Should the Wind Drop (2020) Rendez-Vous With French Cinema 2021


SHOULD THE WIND DROP is set in Nagorno Karabakh a tiny land locked country in Central Asia. Its over seen by Armenia but Azerbaijan is not happy about its existence and one report I read said it is actively trying to stop  this film from being released because it will let people know they country exists. The area has been scarred by war, occupation and genocide for the better par for the last century, and it’s only been within the last few decades that the country could has something like a peaceful existence. 

The film is set in the country’s international airport, which has never been used because the placement of it makes the in coming flights a potential target by some other country’s military. As the film opens Alain, a French engineer arrives in order to see if the airport can actually open. Along the way he falls in with the people who work at the airport and live in the area around it, including a young boy who gets clean water from the taps at the airport which he then sells. 

How you react to the film is going to depend on how you react to the glacial pacing. I completely understand that director Nora Martirosyan wants to put us on Nagorno Karabakh time but at the same time the film is very close to being inert. The film opens with an almost ten minute sequence as Alain rides in a cab to the airport. While I understand that it lets you know that the airport is in the middle of nowhere I’m not sure we need a sequence as long as that to set things up.  The rest of the film is part slice of life, part :can the airport open?" drama. While the stories are intriguing unfortunately the pacing keeps them from being fully compelling.

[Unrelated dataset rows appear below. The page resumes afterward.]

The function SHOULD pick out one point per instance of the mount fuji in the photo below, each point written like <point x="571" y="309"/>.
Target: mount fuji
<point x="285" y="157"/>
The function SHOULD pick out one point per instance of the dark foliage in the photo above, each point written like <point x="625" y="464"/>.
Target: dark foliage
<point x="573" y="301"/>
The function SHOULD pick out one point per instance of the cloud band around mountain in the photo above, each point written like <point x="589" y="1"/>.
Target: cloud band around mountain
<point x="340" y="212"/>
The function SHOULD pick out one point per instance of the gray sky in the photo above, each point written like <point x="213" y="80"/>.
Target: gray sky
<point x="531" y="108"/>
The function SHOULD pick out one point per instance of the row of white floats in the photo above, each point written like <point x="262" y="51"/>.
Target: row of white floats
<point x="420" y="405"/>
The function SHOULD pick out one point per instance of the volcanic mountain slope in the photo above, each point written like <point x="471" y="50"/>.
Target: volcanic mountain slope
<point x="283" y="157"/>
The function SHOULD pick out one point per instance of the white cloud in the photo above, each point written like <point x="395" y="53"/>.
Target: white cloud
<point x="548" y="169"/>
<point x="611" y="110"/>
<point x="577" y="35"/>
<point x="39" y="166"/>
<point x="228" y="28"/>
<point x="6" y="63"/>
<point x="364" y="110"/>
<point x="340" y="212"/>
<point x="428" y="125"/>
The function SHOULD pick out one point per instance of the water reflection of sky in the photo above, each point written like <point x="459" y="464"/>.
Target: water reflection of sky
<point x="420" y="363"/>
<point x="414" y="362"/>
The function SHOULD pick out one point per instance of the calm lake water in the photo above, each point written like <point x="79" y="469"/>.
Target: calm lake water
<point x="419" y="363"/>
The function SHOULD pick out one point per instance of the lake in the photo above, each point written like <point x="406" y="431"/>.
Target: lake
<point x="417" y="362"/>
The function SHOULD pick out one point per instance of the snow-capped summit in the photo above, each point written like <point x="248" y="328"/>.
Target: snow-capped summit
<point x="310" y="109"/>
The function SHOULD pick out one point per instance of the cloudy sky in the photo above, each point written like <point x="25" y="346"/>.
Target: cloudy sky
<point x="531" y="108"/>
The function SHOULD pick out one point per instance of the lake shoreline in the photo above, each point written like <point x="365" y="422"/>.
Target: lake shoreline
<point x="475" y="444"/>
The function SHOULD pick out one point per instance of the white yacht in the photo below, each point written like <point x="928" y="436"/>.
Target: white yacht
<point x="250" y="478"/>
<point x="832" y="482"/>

What bothers me is that at the heart of the film is an interesting story here. The film is very close to being a documentary about the airport and the troubled land it sits in. Its a great story that I would love to see told in a straight forward manner. While the film deals with the history and conflicts, it was a location of the Armenian genocide,  and it was ripped apart when the Soviet Union imploded, the film doesn't seem to keep it as front and center as it probably should. While the history shapes what is happening the film is lax in making sure that we are always feeling the weight of the past. Perhaps if there were more mentions of the past this might have felt more meaty and meaningful than the slow moving tale of people in the landscape.